Sedangkan konsolidasi personal terutama menyangkut pembentukan disiplin, etos kerja, dan komitmen para pengelolanya semua level. Konsolidasi ketiga aspek mendasar ini di ikuti dengan penertiban bidang administrasi akademik, keuangan maupun oprasional. Termasuk menyatukan manajemen tunggal dari kampus I dan II, yang sebelumnya berdiri sendiri. Tentu saja pada awalnya A.Malik Fadjar menghadapi tantangan berat. Tapi dengan piawai A. Malik Fadjar akhirnya berhasil melewati masa-masa kritis ini. Konsolidasi tiga aspek itu harus dilakukan dari waktu ke waktu, terutama selama periode pertama kepemimpinannya tahun 1983‑1986. [25]
2. Luwes, Dialogis dan Tegas
Sebagai Rektor, A. Malik Fadjar dalam memimpin UMM mengembangkan tipologi gaya kepemimpinan yang luwes, dialogis, dan menghilangkan sekat-sekat birokrasi, tetapi ia juga bisa keras (tegas) terutama untuk melindungi kepentingan dan keselamatan yang luas. Imam Suprayogo menyatakan bahwa A. Malik Fadjar sangat keras terhadap orang yang tidak jujur, sebab menurut dia UMM harus dibangun di atas kejujuran. Kerusakan dalam suatu organisasi atau gerakan sering kali bermula dari ketidakjujuran. Kalau para pemimpin sudah tidak jujur, tidak bakal umat mempercayai lembaga yang di pimpinnya. Hal yang sama juga dikemukakan oleh Syafi’i Ma’arif yang menyatakan bahwa A.Malik Fadjar terkadang juga bergaya keras, malah sampai terkesan otoriter. Tetapi karena berhasil, sehingga tidak mendapat kritikan.[26]
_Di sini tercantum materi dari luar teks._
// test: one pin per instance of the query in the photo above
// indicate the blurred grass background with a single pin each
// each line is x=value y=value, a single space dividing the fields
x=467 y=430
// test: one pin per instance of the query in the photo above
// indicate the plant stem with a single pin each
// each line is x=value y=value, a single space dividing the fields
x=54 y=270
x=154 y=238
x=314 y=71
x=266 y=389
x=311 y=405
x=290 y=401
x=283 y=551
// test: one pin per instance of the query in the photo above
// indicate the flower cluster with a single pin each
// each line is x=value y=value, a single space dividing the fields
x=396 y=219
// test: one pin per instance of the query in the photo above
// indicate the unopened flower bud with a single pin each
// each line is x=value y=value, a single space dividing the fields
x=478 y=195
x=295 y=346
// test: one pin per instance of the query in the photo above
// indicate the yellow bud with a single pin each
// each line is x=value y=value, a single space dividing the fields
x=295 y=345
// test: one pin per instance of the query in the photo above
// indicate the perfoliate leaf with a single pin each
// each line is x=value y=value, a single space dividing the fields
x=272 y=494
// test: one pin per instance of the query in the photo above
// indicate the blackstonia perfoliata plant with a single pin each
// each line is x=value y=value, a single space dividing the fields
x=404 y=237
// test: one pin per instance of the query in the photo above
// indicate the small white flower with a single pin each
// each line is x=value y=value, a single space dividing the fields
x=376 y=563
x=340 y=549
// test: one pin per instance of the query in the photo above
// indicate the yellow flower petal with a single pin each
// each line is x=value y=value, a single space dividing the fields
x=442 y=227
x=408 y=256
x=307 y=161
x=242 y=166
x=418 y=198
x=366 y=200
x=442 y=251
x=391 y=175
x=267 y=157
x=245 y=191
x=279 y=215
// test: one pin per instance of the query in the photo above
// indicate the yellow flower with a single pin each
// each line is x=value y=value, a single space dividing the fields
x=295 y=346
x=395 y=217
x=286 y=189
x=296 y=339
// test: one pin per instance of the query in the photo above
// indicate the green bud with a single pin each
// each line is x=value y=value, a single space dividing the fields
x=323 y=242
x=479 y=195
3. Mempercepat Pertumbuhan
Setelah berhasil melakukan tahap kosolidasi tiga aspek di atas, langkah selanjutnya yaitu memacu pertumbuhan UMM dengan melakukan pembangunan fisik mulai dari tampilan gedung yang megah, suasana perkuliahan yang nyaman, status jurusan atau program studi menjadi daya tarik utama bagi calon mahasiswa baru. Kemudian agar UMM mempunyai kewibawaan akademik maka dibuatlah program peningkatan mutu dosen dengan melakukan perekrutan dosen tetap, pemburuan besar-besaran terhadap dosen tetap melalui jalur TID (Tunjangan Ikatan Dinas).
4. Membangun Citra
Pembangunan fisik dan akademik memang memiliki arti besar bagi pertumbuhan UMM. Tapi tugas yang tak kalah strategisnya adalah membangun citra positif (image building) bagi keberadaan UMM, sehingga perguruan tinggi ini menjadi perhitungan dalam perbincangan perguruan tinggi swasta maupun Islam. Untuk mendukung pembentukan citra positif tersebut perlu adanya suasana yang stabil di dalam UMM itu sendiri, yaitu menghindari intrik dan konflik yang menjatuhkan citra UMM yang sudah dibangun dengan susah payah dan kerja keras. Muhadjir Effendy menyatakan bahwa A. Malik Fadjar selalu menegaskan agar setiap kritik di jawab dengan hasil kerja nyata. Tidak usah di tanggapi dengan lisan. Dengan begitu, kita sebenarnya membangun budaya kerja.[27]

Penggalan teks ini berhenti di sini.